Post-deficit politics
There’s also a question of whether the government needs to increase taxes now to pay for Social Security at all. Social Security’s trust fund has an inherent logic behind it: people pay into the program during their working life, and it distributes money to people when they qualify (usually at retirement). Yet, while the trust fund has insulated the program from political attacks to cut benefits, the logic behind it has also prevented politicians from tweaking its financing to cope with, for example, the increasing amount of wages above the payroll tax cap.
Simply put, if politicians want to increase or maintain Social Security benefits, they can simply put money into the trust fund, similar to how they could give everyone a pony. To give everyone a pony, the government would need to breed enough ponies; to put money into Social Security, the government would need prioritize a growing economy that produces enough output for that money to maintain its value. While this decision to directly fund the trust fund would have to be balanced with the risks of opening up the program to attacks, there are clearly enough resources in the United States to fully fund Social Security and even expand the program without directly raising taxes to cover the cost. This is not to say that taxes in general will never need to be changed in the future, only that debt itself and specifically, the fact that Social Security will have a shortfall, are the wrong indicators to use to determine if Social Security is affordable or not.

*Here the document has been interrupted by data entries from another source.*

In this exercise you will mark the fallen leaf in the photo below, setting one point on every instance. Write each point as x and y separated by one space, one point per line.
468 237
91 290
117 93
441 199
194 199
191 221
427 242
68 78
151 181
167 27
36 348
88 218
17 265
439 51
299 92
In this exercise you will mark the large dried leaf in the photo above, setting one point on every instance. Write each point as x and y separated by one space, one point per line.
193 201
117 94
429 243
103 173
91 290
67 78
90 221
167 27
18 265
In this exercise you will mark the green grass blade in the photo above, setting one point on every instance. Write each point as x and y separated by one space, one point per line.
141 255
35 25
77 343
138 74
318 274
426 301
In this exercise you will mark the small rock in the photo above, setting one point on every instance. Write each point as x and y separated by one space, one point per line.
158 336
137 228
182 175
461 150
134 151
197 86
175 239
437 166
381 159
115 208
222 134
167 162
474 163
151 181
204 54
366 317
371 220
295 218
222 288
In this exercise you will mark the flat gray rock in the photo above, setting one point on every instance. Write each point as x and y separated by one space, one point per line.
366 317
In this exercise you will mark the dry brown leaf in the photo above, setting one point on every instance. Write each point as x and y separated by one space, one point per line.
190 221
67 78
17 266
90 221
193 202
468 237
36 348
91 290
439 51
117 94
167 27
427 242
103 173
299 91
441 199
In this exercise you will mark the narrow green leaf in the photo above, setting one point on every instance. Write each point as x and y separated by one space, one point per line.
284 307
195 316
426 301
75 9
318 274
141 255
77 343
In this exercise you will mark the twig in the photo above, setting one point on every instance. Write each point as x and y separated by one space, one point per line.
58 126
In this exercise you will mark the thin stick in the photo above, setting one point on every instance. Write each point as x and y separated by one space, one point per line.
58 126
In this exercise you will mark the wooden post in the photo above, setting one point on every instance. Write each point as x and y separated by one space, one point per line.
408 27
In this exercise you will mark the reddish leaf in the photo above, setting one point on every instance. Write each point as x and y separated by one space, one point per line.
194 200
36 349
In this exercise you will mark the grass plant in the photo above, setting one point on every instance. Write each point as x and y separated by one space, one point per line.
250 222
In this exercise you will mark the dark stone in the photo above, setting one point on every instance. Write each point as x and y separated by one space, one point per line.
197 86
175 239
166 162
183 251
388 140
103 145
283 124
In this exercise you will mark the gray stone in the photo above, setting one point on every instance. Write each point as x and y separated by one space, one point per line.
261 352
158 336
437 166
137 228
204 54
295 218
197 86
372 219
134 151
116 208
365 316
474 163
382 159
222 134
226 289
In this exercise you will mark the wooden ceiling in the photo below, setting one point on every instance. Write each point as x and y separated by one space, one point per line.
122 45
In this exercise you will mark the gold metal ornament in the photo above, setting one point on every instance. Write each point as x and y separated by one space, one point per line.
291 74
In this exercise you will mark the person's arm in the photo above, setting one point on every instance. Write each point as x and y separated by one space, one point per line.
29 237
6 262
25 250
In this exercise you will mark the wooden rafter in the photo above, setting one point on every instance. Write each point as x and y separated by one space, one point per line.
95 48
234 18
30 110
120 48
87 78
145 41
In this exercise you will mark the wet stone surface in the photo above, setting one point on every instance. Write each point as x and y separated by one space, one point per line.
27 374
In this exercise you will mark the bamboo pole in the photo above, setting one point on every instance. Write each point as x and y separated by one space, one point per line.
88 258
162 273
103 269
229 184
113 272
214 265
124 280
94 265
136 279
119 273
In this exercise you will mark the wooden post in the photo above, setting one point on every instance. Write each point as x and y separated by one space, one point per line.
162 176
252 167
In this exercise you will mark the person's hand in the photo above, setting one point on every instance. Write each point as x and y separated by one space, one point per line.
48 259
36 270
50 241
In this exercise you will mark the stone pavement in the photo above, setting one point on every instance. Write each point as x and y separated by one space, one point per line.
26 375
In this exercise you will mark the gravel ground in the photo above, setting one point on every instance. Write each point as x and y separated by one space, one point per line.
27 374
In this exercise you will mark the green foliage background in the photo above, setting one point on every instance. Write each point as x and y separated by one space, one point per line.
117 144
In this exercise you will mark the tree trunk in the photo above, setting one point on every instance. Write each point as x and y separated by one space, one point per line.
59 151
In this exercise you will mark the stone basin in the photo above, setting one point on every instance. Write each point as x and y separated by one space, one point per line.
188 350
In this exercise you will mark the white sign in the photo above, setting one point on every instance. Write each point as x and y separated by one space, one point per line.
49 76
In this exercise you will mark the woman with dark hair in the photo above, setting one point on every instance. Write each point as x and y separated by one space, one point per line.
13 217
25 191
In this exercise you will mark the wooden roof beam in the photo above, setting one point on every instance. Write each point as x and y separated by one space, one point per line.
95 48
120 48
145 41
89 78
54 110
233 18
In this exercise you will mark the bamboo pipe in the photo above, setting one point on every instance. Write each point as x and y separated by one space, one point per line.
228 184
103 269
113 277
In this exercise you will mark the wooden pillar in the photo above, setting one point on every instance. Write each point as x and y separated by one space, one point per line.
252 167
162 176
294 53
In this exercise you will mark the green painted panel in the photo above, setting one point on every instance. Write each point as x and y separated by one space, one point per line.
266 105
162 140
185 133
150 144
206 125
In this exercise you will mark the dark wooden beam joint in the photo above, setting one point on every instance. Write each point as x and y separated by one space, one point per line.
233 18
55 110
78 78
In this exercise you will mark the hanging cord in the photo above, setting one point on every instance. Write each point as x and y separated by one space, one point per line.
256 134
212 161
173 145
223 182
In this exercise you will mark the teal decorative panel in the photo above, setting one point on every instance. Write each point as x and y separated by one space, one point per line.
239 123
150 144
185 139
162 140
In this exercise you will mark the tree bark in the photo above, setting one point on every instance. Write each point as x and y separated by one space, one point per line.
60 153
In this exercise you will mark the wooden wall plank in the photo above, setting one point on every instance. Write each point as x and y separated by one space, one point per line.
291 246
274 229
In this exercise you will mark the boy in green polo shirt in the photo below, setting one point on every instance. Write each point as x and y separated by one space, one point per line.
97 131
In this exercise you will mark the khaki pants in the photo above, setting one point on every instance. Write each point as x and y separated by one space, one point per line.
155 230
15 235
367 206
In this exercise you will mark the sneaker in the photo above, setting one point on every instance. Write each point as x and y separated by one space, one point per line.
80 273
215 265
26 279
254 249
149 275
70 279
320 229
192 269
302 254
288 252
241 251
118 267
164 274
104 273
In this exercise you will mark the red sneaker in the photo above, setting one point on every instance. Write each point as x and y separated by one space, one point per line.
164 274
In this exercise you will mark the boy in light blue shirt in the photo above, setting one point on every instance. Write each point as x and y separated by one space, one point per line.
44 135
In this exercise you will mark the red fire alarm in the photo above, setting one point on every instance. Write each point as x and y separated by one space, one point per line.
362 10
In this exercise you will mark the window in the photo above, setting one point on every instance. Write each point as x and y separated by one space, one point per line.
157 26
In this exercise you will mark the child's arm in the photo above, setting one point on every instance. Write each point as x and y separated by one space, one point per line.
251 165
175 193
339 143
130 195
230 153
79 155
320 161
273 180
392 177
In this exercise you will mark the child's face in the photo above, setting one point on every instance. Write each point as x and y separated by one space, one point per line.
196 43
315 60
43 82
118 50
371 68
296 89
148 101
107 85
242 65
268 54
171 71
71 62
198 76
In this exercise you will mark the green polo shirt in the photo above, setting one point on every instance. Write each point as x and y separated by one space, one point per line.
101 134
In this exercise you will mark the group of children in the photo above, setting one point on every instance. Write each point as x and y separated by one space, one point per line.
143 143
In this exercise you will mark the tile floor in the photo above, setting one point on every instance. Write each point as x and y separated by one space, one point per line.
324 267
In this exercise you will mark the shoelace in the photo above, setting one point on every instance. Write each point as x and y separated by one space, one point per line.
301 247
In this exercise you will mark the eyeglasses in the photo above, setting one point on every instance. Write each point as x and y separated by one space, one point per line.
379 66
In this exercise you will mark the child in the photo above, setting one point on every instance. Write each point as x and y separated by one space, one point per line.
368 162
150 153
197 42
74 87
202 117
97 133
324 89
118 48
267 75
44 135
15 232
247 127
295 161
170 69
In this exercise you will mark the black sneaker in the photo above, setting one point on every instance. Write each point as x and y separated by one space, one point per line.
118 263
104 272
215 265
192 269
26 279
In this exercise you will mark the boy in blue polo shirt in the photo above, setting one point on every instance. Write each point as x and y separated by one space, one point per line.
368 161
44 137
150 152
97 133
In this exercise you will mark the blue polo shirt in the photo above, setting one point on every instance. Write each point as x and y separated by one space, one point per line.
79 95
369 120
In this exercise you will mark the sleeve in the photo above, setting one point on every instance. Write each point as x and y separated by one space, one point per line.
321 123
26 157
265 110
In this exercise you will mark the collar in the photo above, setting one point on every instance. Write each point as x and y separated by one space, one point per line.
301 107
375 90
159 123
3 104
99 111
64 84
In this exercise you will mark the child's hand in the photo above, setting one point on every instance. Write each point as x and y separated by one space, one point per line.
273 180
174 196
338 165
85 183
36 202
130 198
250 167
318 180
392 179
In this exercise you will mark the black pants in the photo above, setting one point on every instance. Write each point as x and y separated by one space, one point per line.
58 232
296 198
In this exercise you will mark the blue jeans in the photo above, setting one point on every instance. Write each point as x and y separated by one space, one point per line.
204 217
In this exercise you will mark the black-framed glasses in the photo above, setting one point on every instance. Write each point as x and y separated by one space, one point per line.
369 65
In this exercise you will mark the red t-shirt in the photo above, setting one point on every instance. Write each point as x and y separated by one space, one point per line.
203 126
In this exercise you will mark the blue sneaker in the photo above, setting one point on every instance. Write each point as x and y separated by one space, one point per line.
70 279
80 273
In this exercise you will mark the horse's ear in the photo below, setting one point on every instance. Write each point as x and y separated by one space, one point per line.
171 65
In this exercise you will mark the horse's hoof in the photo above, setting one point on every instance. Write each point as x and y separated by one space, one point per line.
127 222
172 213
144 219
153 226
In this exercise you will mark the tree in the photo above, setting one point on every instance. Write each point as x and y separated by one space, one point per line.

It has been encouraging that over the last few years there has been a transformational shift within the Democratic Party regarding Social Security. While many Democrats once supported cuts to the program, there is now a consensus to expand the program. This is because expanding the program is increasingly more important as it becomes a larger share of retirees’ incomes, in part due to the decline of pensions.
It’s also because, whether or not politicians or policymakers subscribe to all the ideas outlined here or not, there are clear and relatively easy pathways forward to fully fund and expand the program. The difficulty of actually solving these problems is more about politics, and less about specific numbers or reports.
[1] This amount also would leave the trust fund with a reserve equal to one year’s cost, as opposed to the “necessary tax rate” of 2.78 percent, which would leave the trust fund empty at the end of the period (but which also assumes some shift of wages to evade the tax).